10.11.2021 - 12.11.2021
Failure / Knowledge Logo

Failure / Knowledge Logo

The fourth thematic workshop of the DFG research network “The Failure of Knowledge – Knowledges of Failure” addresses the dynamics of knowledge production within and among social institutions. With sustained challenges from divergent political actors to the ideal of knowledge as rational, objective, and universal, the university as the prime locus of modern knowledge production faces increased pressure to adapt its scholarly protocols and its public mission to the twenty-first century. Members of the research network along with invited speakers will use this meeting to explore how literary and cultural studies can address the entanglement of knowledge and institutions by way of critique, historicization, theorization, and self-reflection regarding the institutional role of the humanities.

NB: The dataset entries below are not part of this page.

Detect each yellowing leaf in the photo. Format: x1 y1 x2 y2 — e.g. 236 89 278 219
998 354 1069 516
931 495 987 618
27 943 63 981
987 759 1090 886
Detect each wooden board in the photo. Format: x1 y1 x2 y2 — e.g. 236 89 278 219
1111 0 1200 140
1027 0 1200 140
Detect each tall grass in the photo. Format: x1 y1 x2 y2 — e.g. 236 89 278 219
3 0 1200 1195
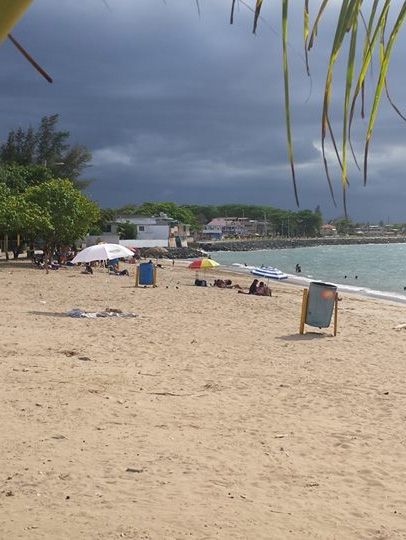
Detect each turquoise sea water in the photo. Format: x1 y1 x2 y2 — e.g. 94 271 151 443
212 243 406 303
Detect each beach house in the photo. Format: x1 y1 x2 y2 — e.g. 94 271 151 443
86 213 191 249
201 217 261 240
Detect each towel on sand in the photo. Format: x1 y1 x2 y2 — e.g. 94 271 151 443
68 308 137 318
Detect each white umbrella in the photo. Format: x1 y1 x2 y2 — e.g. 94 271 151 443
71 243 134 264
251 266 288 280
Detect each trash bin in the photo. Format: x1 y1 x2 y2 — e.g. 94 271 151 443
138 262 154 285
306 281 337 328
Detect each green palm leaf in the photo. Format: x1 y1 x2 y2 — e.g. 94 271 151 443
253 0 263 34
341 1 360 192
282 0 299 206
348 1 390 169
364 2 406 184
304 0 310 76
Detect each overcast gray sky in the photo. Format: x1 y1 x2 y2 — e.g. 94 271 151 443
1 0 406 222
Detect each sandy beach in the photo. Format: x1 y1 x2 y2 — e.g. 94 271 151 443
1 258 406 539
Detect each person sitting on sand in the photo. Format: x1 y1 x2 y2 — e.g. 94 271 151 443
109 263 129 276
249 279 259 294
82 262 93 275
255 281 272 297
113 268 129 276
238 279 259 295
108 258 119 272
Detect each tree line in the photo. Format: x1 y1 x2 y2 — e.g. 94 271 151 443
96 202 323 239
0 115 324 262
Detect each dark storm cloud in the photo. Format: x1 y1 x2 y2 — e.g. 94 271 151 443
1 1 406 222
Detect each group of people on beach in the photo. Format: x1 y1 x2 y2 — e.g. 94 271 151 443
32 253 60 271
81 259 129 276
195 277 271 296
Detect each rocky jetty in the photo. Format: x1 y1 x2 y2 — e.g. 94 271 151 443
139 247 206 259
166 247 206 259
195 236 406 252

Two keynote lectures, as well as a panel discussion are open to the public and will be streamed via Webex. For information on how to join online, please visit the network website:

https://knowledge-failure.org/events

Workshop Organizers: James Dorson, Alexander Starre, Simon Strick

Download the Workshop Poster

KEYNOTES:

Wednesday, November 10, 2021

6:15-7:45 p.m. (CET)

Kathleen Fitzpatrick (Michigan State University)

"Failures of Leadership: Rethinking the University in the United States"

 

Thursday, November 11, 2021

4:00-5:30 p.m. (CET)

Aliyyah Abdur-Rahman (Brown University)

"On Refuge and Black Refusal"

PUBLIC PANEL DISCUSSION:

Thursday, November 11, 2021

2:00-3:30 p.m. (CET)

"Failures of the Neoliberal University"

Discussants: Katharina Motyl, Regina Schober, Kathleen Fitzpatrick, Aliyyah Abdur-Rahman, Anja Schwarz

About the network: In the research network “The Failure of Knowledge – Knowledges of Failure,” fifteen scholars of American Studies and related disciplines are investigating the nexus of failure and knowledge, addressing such timely concerns as ‘the post-factual,’ climate-science denial, or the digital divide as well as historical questions such as the suppression of Indigenous knowledge systems. In addition to examining the agency of knowledge in the production of failure as well as the knowledges of ‘failed individuals,’ network members also scrutinize the failure of knowledge in our so-called ‘post-truth’ age, in which expert knowledge / established modes of knowledge production are being ignored or denied.